Rigueur et souci du détail
Les déficiences ou les excès en différents nutriments demeurent un enjeu pour bon nombre de personnes. Comme celles-ci ont toutes des réalités différentes, les nutritionnistes doivent évaluer chaque situation et recommander des plans d’interventions personnalisés. C’est pourquoi il faut faire preuve de précaution, d’une grande rigueur professionnelle et d’un souci du détail, rappelle Martine Bienvenue. Non seulement il faut saisir les comportements et les états d’âme, mais nous devons également tenir compte de tous les antécédents médicaux, de l’influence des médicaments sur le métabolisme, de leurs effets secondaires, etc. »
Odette Drolet œuvre en CLSC depuis 1985 auprès d’une clientèle majoritairement à risque. Conséquemment, elle se doit procéder à des évaluations nutritionnelles très pointues. « Dans le milieu de la santé plusieurs intervenants estiment qu’ils peuvent parler de nutrition et dépassent les limites de leur profession. Mais on ne peut pas s’improviser nutritionniste. Dans un contexte particulier comme une grossesse, ça peut être catastrophique! Depuis 30 ans, j’ai constamment dû réaffirmer l’importance de l’information nutritionnelle ».
Une place à prendre
En somme, les nutritionnistes doivent encore faire valoir l’importance et la pertinence de leur travail. « Il faut savoir prendre notre place, rappelle Jean-Philippe. Les gens sont parfois étonnés de tout ce que nous avons comme connaissances scientifiques.
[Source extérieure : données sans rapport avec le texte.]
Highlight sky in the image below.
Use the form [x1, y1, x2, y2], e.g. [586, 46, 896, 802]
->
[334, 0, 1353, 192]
Il y a une dimension très biochimique dans notre formation. On doit procéder à des analyses poussées », explique-t-il.
Mais transposer cette formation scientifique dans la réalité n’est pas de tout repos, soutient Odette Drolet. « Par exemple, la moitié de ma clientèle est composée d’immigrants. Souvent, ils n’ont pas d’emploi, ni de réseau pour les aider à élever leurs bébés. Ils sont dans des contextes épouvantables et c’est plus difficile de leur faire comprendre l’importance de la nutrition. Parfois, ils ont aussi des pratiques culturelles qui contredisent nos interventions. On doit donc toujours s’adapter et faire preuve de beaucoup de créativité! »
Le maintien de l’équité salariale, une priorité
Pour les diététistes-nutritionnistes au Québec, le dossier du maintien de l’équité salariale constitue une énorme source de frustration, lance Martine Bienvenue, qui exerce cette profession depuis près de trente ans. « Le conseil du Trésor pense encore qu’on fait des menus! Il s’imagine qu’on est dans les cuisines avec des bonnets sur la tête », lance-t-elle, exaspérée. En effet, ce dossier traîne depuis trop longtemps et la réponse du gouvernement se fait toujours attendre.
Cette profession a beaucoup évolué au cours des dernières années, en raison notamment de la complexification des interventions et des pratiques professionnelles et de l’évolution des connaissances scientifiques. Par ailleurs, les modifications au code des professions de 2003 leur a accordé deux activités réservées : déterminer le plan de traitement nutritionnel, incluant la voie d’alimentation appropriée, lorsqu’une ordonnance individuelle indique que la nutrition constitue un facteur déterminant du traitement de la maladie et surveiller l’état nutritionnel des personnes dont le plan de traitement nutritionnel a été déterminé. La FP-CSN considère que ces changements doivent entrainer une hausse du rangement salarial de cette catégorie d’emploi. Elle poursuit des représentations dans le cadre de l’exercice du maintien de l’équité salariale et a déposé des plaintes qui contestaient la sous-évaluation de l’emploi. Celles-ci continuent d’être soumises au processus de conciliation.